= Al-Malhama Al-Kubra =

Prophesied battle of the end times in Islamic eschatology

Al-Malḥamat Al-Kubra (الملحمة الكبرى) is an apocalyptic war set to occur in the end times according to Islamic eschatology. The Malhama Al-Kubra is prophesied to be the most brutal battle in human history. It generally corresponds to the battle of Armageddon in Christian eschatology, and occurs soon before the emergence of the Dajjal.

==Meaning==
Al-Malḥamat Al-Kubrā literally means "The Greatest Battle". In Arabic malḥama or malḥamat (plural malāḥim) can signify a fierce war with considerable atrocities and killing, a similar battle within such a war, bloody combat, or massacre or slaughter. In the plural form Malāḥim also came to signify a distinct genre of hadith narrations concerning prophecies of apocalyptic wars and battles. Kubrā is the feminine superlative degree version of the word kabīr, which signifies immensity or greatness. The prefixed article al- makes both words in the phrase definite.

==Significance==
The Malhama Al-Kubra is detailed in multiple hadith narrations with details. However the basic narrative framework of the cycle of prophecies found in Islamic eschatology is as follows. This battle is said to occur after the Muslims and Christian Romans victoriously fight alongside each other against a common enemy. Following their victory a conflict will break out in which a Christian claims that the cross brought them victory, a Muslim in response claims that God brought them victory and proceeds to destroy the cross, which leads to further reprisals from the Christian side. This culminates in the Malhama Al-Kubra, an apocalyptic scale battle so intense, according to some hadith narrations, that were a bird to pass their flanks, "it would fall down dead before reaching the end of them."

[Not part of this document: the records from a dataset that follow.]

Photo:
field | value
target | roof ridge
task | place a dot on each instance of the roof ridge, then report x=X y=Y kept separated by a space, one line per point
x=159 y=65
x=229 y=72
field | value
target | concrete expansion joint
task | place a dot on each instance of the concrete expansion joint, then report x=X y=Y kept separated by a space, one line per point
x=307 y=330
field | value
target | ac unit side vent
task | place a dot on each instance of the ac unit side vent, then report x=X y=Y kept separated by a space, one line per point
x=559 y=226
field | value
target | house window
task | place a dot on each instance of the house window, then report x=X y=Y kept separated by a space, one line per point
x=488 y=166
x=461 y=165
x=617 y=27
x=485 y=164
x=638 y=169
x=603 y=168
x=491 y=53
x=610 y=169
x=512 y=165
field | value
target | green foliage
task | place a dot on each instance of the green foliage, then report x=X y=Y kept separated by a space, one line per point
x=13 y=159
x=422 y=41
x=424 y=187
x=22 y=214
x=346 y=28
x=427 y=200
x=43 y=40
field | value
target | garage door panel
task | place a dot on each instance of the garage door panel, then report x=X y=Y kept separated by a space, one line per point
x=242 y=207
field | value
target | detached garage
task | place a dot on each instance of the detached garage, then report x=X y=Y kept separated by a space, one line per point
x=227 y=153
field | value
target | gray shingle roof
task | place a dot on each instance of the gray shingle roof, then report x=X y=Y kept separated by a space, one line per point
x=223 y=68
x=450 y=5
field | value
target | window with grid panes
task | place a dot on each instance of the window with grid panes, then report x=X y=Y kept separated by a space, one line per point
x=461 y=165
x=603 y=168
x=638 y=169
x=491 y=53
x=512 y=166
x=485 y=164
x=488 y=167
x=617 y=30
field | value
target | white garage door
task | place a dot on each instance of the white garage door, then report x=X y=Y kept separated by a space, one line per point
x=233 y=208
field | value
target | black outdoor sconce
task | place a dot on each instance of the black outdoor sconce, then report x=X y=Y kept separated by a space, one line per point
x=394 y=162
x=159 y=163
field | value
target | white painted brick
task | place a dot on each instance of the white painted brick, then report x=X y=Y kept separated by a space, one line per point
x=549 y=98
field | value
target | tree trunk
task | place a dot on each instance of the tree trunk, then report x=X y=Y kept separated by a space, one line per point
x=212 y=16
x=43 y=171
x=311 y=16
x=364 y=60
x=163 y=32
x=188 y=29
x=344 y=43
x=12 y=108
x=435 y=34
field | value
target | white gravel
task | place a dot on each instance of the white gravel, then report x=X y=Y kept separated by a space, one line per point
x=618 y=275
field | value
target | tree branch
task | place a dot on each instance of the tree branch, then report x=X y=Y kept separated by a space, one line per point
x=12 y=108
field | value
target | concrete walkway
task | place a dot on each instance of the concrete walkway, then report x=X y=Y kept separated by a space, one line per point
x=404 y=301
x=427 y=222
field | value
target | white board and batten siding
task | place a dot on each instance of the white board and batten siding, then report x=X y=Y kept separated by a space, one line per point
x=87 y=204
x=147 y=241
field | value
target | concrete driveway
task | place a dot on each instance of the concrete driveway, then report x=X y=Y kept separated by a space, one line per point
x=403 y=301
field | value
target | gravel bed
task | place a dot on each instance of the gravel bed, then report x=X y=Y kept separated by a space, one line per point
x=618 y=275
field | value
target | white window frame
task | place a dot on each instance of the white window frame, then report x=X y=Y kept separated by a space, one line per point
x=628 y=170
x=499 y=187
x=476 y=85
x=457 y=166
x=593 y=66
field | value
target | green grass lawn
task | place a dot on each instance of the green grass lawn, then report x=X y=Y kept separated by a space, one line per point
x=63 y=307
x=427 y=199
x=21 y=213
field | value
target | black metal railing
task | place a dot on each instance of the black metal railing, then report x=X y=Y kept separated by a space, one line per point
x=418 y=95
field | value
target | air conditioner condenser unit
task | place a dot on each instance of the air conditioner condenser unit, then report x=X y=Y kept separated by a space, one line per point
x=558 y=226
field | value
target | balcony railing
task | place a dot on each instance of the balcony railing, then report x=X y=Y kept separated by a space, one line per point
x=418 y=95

The traditional account according to the Hadiths continues, in the immediate wake of this battle, Constantinople will be conquered by the Muslims (some say this conquest will be made by restoring sharia law in Turkey), which will be followed by the coming of the Antichrist, known in Arabic as Dajjal, which will be followed by the Second Coming – the descent of Jesus Christ (Isa).

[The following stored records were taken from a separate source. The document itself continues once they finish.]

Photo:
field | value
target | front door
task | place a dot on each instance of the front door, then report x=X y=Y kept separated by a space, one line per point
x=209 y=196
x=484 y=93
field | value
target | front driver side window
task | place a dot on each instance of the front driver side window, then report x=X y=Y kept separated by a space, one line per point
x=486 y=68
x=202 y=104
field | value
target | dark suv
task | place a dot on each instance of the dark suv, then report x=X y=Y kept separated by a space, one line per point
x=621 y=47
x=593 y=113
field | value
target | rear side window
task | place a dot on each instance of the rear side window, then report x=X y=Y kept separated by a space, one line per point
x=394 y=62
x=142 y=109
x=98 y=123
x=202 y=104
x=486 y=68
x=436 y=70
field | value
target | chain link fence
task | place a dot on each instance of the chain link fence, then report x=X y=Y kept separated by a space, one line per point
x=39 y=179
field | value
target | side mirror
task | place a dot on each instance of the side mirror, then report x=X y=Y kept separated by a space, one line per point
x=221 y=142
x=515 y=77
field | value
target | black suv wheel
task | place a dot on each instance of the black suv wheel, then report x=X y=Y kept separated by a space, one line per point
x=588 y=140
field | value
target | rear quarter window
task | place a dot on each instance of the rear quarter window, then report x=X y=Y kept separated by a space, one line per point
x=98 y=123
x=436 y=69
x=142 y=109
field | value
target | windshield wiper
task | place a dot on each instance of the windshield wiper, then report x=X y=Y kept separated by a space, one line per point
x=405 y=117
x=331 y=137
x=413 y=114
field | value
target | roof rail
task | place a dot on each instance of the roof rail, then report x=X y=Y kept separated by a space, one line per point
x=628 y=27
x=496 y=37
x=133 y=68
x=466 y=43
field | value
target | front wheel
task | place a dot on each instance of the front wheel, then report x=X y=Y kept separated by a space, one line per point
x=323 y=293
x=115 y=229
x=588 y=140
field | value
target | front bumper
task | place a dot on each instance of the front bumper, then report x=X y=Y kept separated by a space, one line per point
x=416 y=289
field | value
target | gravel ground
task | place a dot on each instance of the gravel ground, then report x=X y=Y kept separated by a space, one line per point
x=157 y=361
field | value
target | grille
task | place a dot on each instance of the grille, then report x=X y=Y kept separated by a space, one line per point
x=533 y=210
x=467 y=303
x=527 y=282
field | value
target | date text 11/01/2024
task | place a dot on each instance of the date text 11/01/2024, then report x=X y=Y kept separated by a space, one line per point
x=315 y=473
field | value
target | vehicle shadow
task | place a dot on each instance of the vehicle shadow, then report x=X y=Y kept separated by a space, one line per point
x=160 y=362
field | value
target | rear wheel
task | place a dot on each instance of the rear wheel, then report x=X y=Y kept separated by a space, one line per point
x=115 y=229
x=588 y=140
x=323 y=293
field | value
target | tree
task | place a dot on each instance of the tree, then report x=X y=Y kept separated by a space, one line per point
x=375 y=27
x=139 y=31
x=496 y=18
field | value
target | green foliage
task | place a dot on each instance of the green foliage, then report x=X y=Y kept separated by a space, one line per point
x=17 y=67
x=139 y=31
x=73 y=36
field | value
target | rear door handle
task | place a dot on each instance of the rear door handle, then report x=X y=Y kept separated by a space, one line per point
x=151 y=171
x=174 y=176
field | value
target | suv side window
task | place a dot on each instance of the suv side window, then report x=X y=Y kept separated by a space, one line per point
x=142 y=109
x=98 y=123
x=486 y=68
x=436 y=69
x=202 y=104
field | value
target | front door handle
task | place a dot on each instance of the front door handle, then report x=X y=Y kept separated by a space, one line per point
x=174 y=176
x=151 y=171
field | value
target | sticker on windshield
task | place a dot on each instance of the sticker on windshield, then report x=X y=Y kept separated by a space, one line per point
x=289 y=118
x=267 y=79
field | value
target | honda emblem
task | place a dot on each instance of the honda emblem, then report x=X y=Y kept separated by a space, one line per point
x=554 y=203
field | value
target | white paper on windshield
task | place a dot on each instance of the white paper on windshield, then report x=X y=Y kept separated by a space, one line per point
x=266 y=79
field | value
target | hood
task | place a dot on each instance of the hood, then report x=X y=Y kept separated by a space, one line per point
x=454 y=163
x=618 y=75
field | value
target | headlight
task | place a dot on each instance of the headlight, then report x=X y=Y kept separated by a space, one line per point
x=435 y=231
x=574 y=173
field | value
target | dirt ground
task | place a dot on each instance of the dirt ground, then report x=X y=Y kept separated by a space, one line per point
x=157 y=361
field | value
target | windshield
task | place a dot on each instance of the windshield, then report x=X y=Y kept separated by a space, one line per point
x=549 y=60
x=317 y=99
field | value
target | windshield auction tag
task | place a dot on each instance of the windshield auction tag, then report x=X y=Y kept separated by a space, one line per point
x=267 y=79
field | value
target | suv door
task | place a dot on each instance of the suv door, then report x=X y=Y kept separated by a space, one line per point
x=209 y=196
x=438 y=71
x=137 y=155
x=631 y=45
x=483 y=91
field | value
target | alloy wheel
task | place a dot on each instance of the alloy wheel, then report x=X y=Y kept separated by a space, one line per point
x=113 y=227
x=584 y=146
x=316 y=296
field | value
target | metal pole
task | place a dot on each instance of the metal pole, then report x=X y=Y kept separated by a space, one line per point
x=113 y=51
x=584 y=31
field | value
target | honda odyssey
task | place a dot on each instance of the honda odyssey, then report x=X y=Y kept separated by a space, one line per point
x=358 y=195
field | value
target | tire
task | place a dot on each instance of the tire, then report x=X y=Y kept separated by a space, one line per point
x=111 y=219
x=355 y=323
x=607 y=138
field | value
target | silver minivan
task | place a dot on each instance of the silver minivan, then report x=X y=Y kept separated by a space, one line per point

Certain places are significant in the Malhama Al-Kubra narrative cycle. One of the significant locations is Dabiq, Syria where many texts say it will take place. Alexandria, Egypt, Damascus, and Jerusalem are also significant places in the prophecies.

==Contemporary interpretations==

Some contemporary exegetes have linked the Malhama Al-Kubra to an apocalyptic nuclear war within the Middle East between the Israelis and their opponents.

Some contemporary Muslim exegesis suggests that the Romans referred to in the prophecy variously correspond to the Gulf War coalition, or the Russians, because Russia is the most populous Orthodox Christian country and considers itself the inheritor of the Eastern Roman Empire, or contemporary Europeans. Other contemporary interpretations have claimed the Romans referred to as being the inheritors of Rome, including the Ottomans.